書簡を受け取るなり、宰相は目を見開いた。

かの魔術師団長達との戦いから2日たった本日、武兵隊副隊長を務める男がルーの遣いとしてこの王宮までやってきていた。長期任務後は通常1週間程度の暇が与えられているのだが、隊長や副隊長格の隊員は休憩中に突然呼び出しを受ける事も少なくない。そういう状況であるからこそ、ルーは国王宛に正式に書簡を送ったのだ。隊長ではあるが、1週間程度の休養を頂き傷を癒したい、代わりの業務は副隊長が受け持つ、と。

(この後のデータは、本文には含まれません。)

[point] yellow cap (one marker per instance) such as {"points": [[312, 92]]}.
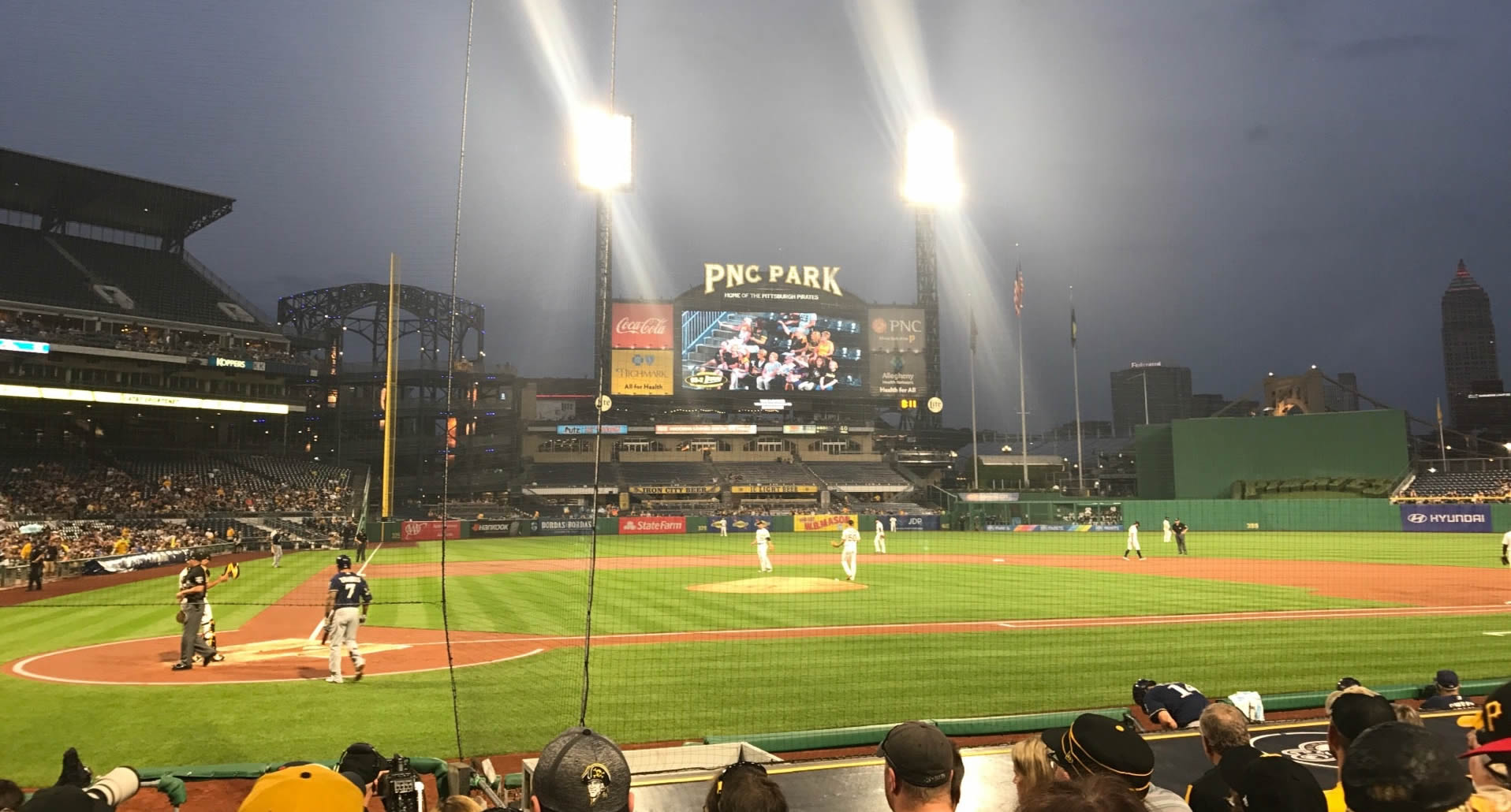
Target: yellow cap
{"points": [[303, 788]]}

「隊員が怪我を負ったとの報告は受けていなかったと思うが……?」

訝しげに宰相は副隊長を見遣る。だが、彼が何かを言えるわけもなく、ただ意味ありげにゆっくりを首を縦に振った。

「?つまり、その後に負傷したと?」

再び首を縦に振る。それを見ると、宰相は顔を顰め考えるように手を左手を顎にあてた。渋い顔をしている。

「何があったか、彼は言うつもりは無いのだろうが……敵による攻撃ではなかろうな?今までにルーが負傷したという話を聞いたことがない。どちらにせよ問題だろう、ルーにはそう伝えよ」

書簡や眼の前の副隊長の反応から、ルーの言わんとしている事が分かったのか、宰相は溜息を吐くと、ひと言ルーへの言伝を頼み副隊長を下がらせた。それを受け、副隊長は静かに頷くと一瞬の間に姿を消した。姿の見えなくなった副隊長を探すように、宰相は部屋の扉を見遣る。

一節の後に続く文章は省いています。